Monday, September 19, 2011

Neighbors.


The old woman is missing. Or her car is, at least.

I first noticed the car when I moved here back in June. It’s hard to miss. I know next to nothing about cars, so the best description I can give is that it’s a junker. A small, boxy sedan, with the paint peeling so badly from the body that even the color is a sort of question mark, a mottle of grays and blacks. It was always parked in the first spot in the stretch of parking lot lining my building. I had read on an online forum, before moving in, that there were some questionable renters inhabiting the complex. I saw the junker, and thought: steer clear. A rough car like this probably belongs to a rough character. It wasn’t until a few weeks later that I saw the frail, ancient woman climbing into the driver’s seat. It wasn’t until afterwards that I noticed that the objects dangling from the rearview mirror were not fuzzy dice, but shoes. Tiny, pale pink baby shoes, strung over the mirror by the laces.

She is stooped with age, but you can tell by looking at her that she was once tall—at least as far as women go.  Her brown face is craggy and leathered with age, but kind. Her black hair is streaked all over with white. As far as I can tell, she lives alone. I have never seen her with another person. Her car is seldom missing from its place in the first parking space (which I am careful never to occupy), and when I do see her coming or going, it is always by herself. I wonder about her. I wonder about the shoes. Once, I saw her returning from the store with groceries. I almost stopped to offer to help her; but it was only one bag, and I was laden down with all my books and bags and my computer, and so I merely smiled and hurried away up the steps.

Over the weekend, I noticed that her car was missing. It was unusual because it was late at night. There was little chance she could be out buying groceries. Maybe, I thought, she is visiting the person who wore those tiny shoes—a child, or perhaps a grandchild. Maybe she went to visit family for the weekend. Today is Monday, though, and her car was gone this morning when I left for work at 6:30am. It was still gone when I returned home from work at 5pm.

Now I find myself beginning to wonder, and to worry. I feel a sharp pang of anxiety when I look at the emptiness of her parking spot, the tangible absence of the old junker. I think about the woman whose name and story I do not know. I picture the slowness of her movements, the stooping of her spine, the tiredness of the drooping eyes, still small in her face despite her enormous spectacles. I feel retrospectively guilty for not asking her if she needed help carrying the groceries. I wonder, irrationally, if I should go to the front office and ask about her. But what would I ask? I didn’t even know her.

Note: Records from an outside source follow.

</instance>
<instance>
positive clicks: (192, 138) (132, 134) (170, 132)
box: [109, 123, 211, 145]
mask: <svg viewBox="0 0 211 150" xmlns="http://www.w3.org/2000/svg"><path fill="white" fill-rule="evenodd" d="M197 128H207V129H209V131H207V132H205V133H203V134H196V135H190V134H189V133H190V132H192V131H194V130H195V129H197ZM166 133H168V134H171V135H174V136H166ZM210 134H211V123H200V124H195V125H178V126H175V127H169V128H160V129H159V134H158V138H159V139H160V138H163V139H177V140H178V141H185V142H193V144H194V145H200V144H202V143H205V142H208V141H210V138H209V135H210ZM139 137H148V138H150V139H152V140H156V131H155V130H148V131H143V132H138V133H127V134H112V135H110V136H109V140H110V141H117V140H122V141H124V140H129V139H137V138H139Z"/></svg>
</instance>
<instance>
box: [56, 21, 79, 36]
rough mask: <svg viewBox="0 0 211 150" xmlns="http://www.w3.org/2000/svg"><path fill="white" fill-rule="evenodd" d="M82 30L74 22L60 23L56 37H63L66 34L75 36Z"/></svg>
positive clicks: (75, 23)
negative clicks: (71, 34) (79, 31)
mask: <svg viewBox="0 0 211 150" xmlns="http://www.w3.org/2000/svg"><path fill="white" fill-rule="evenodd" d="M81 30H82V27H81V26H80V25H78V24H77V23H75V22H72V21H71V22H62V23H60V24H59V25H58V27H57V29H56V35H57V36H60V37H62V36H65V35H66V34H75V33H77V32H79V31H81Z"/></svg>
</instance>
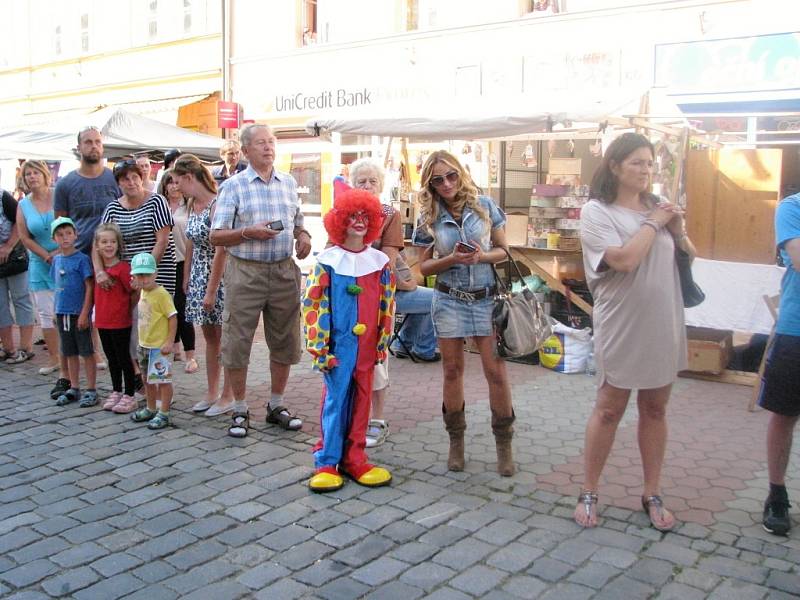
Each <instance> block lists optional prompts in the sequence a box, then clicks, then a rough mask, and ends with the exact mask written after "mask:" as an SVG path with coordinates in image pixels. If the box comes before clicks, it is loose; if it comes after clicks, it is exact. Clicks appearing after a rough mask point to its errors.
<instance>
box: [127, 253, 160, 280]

It really makes me think about neighbors. The word has connotations of not only closeness, but also of community, of companionship. I live in an apartment complex, surrounded on all sides by hundreds of neighbors; but, for me, these are neighbors only in the most literal sense.  They are nearby inhabitants, and little else.

I’m a student and a teacher. I interact with over a hundred people, individually, on a daily basis while in my high school and at my university. At home, though (during the few waking hours a day when I am actually there), I keep to myself. I don’t really know any of my neighbors by name, and only a few by sight. There’s the middle-aged couple with the fat old Chihuahua and the black and white cat who sit on the porch and watch the neighbors go by. There’s the chain-smoker who lives above me, all fake smiles and fake hair and the clothes that would be scandalous on someone half her age, with the yippy little dog that howled and howled all day and night the week she moved in.  There’s the old foreign (Russian, perhaps?) couple who lives across the hall. There’s the medley of kids who splashed and screamed their way through summer in the community pool, and then abruptly vanished when school began again. I don’t know any of their names. I’m a girl, and a byproduct of what one professor of mine called Scary World Syndrome, that constant reminder from internal and external sources alike that we should not trust strangers. I’m not around much, I’ll probably move next June, and most importantly, I don’t know want people to know I live alone. I smile at passersby in the gym and on the stairwell, but do not stop to chat. I shut and lock my door.

I wonder, though, is this a mistake? I wonder if anyone else has noticed the old woman’s car is missing. Maybe she is still visiting family. Maybe she’s getting a new car. Maybe I’ll see her tomorrow as I leave for work. If she is really gone, I regret not meeting her for real. I regret that she may not have known that there was at least one person here, in this building, who would notice her absence, who would miss her. She is a passerby like the rest. But her absence registers like a loss. The parking lot seems empty without them—the old woman, the beat-up car, the baby shoes.

1 comment:

  1. Beautiful piece.
    "Tangible absence" is such a wistful, oxymoronic phrase.
    I was sitting in a restaurant one afternoon years ago, missing a friend. Sunlight filled the chair across from me, but I remember thinking it was really filled with his absence.
    I hope your neighbor is buying a new car, and that those baby shoes will soon hang from a new mirror.